Faut-il voir dans les films d’animation l’illustration d’une forme de japonisme qui ne cesse de se réinventer ?
Le cinéma japonais d’animation est un labyrinthe. Un formidable dédale, dont la découverte internationale initiée ces vingt dernières années avance toujours à tâtons. Car si la reconnaissance suscitée à l’étranger par l’œuvre de quelques cinéastes incontournables a marqué depuis l’orée des années 2000, un tournant dans la perception du grand public à l’égard du “dessin animé japonais”, et induit une révision opportune des discours critiques dominants, ce renversement de préjugés n’a pas vraiment permis de sortir du stade des a priori.
Théorisé au début des années 2000 par l’artiste-entrepreneur Murakami Takashi, l’avènement prétendu d’un “nouveau (ou post-) japonisme”, en référence notamment à l’engouement observé à l’étranger à l’égard du dessin animé japonais, est un signe parmi d’autres de ce cheminement hasardeux.

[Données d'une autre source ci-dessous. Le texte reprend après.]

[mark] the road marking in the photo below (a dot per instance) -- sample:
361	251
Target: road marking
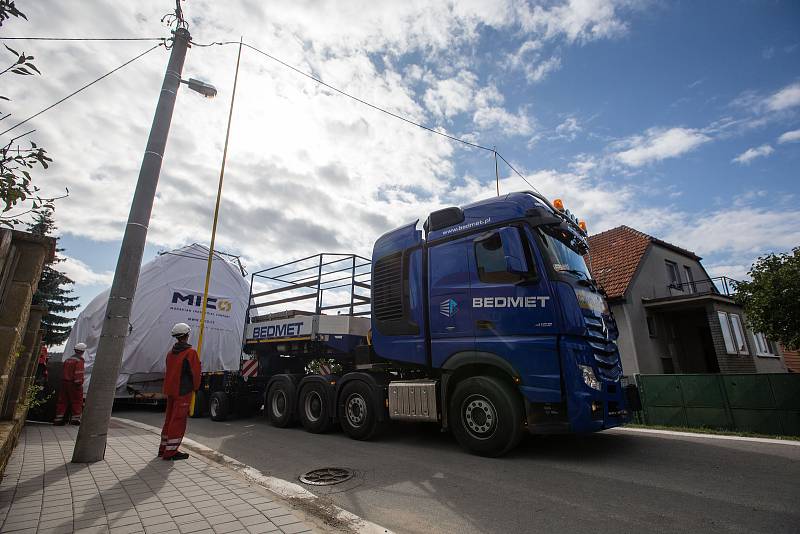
284	488
710	436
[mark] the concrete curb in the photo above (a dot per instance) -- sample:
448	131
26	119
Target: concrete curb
709	436
283	488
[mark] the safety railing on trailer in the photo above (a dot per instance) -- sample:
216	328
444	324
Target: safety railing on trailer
337	283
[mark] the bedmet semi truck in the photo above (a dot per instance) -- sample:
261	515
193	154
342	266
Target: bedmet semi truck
486	322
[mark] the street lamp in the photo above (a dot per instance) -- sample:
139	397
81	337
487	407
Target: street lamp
205	89
90	444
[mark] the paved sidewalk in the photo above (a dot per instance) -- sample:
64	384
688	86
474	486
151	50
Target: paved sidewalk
130	491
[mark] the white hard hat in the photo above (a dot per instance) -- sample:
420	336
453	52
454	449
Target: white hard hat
180	329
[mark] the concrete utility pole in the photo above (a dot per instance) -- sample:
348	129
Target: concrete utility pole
91	443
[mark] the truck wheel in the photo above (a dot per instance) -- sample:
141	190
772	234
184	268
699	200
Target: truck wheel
486	416
219	406
200	401
357	411
278	407
313	408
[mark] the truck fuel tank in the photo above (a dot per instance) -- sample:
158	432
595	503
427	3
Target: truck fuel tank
413	400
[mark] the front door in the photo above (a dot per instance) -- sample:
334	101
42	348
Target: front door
449	302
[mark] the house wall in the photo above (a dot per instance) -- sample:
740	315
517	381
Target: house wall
650	281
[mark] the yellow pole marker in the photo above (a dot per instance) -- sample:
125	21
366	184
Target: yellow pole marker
216	217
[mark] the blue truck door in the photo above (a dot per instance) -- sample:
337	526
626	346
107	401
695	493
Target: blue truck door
514	312
449	305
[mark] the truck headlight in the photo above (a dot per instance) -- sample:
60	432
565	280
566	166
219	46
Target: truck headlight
589	377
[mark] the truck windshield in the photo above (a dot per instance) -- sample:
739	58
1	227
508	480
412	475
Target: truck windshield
563	250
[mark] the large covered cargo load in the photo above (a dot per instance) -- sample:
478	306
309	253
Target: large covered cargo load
170	290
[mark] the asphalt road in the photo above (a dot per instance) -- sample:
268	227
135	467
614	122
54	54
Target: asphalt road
416	479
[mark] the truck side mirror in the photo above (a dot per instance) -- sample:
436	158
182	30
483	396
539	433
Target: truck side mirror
513	251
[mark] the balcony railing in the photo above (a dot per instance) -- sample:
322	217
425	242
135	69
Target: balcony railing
719	285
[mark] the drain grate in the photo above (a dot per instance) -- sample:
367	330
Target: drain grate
327	476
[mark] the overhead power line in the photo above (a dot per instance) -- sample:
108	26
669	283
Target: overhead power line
81	89
373	106
82	38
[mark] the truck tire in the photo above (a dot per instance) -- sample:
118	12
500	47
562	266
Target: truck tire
219	406
486	416
278	408
314	409
200	404
357	413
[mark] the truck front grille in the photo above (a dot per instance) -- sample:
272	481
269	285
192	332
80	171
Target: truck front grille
606	353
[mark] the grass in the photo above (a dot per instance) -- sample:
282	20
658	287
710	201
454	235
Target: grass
714	431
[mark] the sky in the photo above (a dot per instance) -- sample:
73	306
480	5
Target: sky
680	119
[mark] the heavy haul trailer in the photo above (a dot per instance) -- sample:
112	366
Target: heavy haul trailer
280	344
486	322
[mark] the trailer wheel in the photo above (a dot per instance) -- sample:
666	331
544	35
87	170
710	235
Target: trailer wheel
357	411
313	408
219	406
278	407
200	401
486	416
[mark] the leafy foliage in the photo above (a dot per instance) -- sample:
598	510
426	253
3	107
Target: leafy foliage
772	299
16	163
8	10
53	290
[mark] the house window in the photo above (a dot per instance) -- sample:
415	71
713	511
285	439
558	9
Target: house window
689	279
651	326
763	345
673	275
738	333
732	333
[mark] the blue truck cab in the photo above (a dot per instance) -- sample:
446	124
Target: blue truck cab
494	304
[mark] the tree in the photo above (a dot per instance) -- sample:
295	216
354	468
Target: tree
53	290
771	300
17	189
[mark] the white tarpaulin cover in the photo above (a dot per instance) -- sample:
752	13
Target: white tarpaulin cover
169	291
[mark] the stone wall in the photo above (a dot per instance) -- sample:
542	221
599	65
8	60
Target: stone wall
22	257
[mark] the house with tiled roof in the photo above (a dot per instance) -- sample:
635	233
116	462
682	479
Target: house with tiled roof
671	315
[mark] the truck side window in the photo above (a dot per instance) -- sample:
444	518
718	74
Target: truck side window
492	262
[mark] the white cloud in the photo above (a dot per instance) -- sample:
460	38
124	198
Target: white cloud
787	97
741	231
789	137
82	274
571	21
752	153
569	129
575	20
449	97
535	72
658	144
497	117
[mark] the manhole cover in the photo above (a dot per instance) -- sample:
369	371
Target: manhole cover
327	476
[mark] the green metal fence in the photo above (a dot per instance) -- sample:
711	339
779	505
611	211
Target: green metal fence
760	403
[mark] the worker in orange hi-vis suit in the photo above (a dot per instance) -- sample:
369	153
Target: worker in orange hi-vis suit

Malgré l’habileté de la référence au caractère “résolument plat” (superflat) du rendu animé traditionnel sur cellulo, la manœuvre procédait avant tout de la rhétorique — de même que l’exposition collective afférente Coloriage, dont il assura le commissariat à la Fondation Cartier en 2002. Quoi de commun, en effet, entre la naïveté assumée des peintures de Beat Takeshi, le travail du photographe Shinoyama Kishin, les maquettes en plastique géantes de Doraemon ou Gundam dues à la compagnie Kaiyôdô (listée en tant qu’ “artiste”), ou la délicatesse enfantine des dessins de Taniuchi Rokurô ? L’effet consternant de cet assemblage hétéroclite révélait l’inanité et la rouerie de l’argument.

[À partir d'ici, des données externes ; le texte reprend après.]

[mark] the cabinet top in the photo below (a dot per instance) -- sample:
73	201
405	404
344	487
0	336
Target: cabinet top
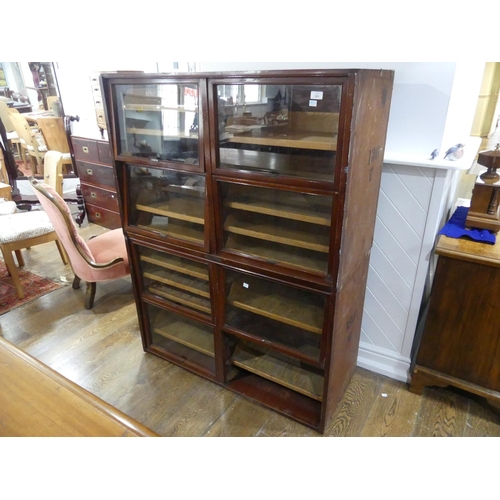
472	251
253	73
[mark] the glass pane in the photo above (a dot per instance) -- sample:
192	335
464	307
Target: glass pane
284	129
176	279
169	203
279	368
279	226
185	338
275	312
158	121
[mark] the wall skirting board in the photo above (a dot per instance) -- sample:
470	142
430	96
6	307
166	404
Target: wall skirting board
414	203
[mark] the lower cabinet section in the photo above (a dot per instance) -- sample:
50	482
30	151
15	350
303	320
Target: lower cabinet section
264	343
185	341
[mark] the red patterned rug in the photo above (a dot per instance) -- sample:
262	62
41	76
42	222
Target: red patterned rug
34	286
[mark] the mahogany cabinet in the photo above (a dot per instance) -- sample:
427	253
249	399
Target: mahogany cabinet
98	188
460	343
248	204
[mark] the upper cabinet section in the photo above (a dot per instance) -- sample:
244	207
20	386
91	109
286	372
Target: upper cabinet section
159	122
277	127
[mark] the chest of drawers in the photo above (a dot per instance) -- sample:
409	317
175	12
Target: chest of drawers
98	188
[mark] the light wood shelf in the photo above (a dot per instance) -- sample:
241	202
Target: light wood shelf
289	306
185	266
291	256
183	282
183	298
171	228
160	133
322	142
286	374
305	166
262	229
178	208
188	335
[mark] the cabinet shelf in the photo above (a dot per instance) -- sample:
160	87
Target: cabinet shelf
271	252
306	166
322	142
158	107
266	230
266	299
175	229
182	298
174	263
187	335
188	210
284	373
182	282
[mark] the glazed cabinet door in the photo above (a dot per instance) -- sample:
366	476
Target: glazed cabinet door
276	226
275	126
166	204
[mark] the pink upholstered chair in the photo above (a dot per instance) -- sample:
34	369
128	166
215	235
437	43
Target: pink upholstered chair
102	258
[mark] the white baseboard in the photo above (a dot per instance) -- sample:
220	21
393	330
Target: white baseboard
384	362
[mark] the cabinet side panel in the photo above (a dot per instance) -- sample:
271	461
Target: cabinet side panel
344	348
372	100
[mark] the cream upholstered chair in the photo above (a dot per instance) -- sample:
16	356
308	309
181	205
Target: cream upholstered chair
102	258
32	142
20	230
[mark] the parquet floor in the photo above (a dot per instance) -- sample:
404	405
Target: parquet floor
101	350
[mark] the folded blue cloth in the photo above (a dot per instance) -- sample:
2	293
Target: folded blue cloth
455	228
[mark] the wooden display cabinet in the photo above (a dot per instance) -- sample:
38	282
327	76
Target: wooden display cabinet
248	204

Car le mouvement qu’a constitué le japonisme, de la seconde moitié du XIXe au début du XXe siècle, avait d’abord été un trait d’union entre des artistes japonais et leurs épigones occidentaux par le seul biais d’œuvres interposées, sous la forme d’une influence vaste et décisive, réflexive, assumée et médiate, de créateurs à créateurs. À cet égard, mis à part quelques exemples récents dans la production européenne (les films de Tomm Moore, Benjamin Renner ou Rémi Chayé), l’impact formel du cinéma japonais d’animation sur le reste du monde paraît s’exercer avant tout dans sa réception auprès du grand public.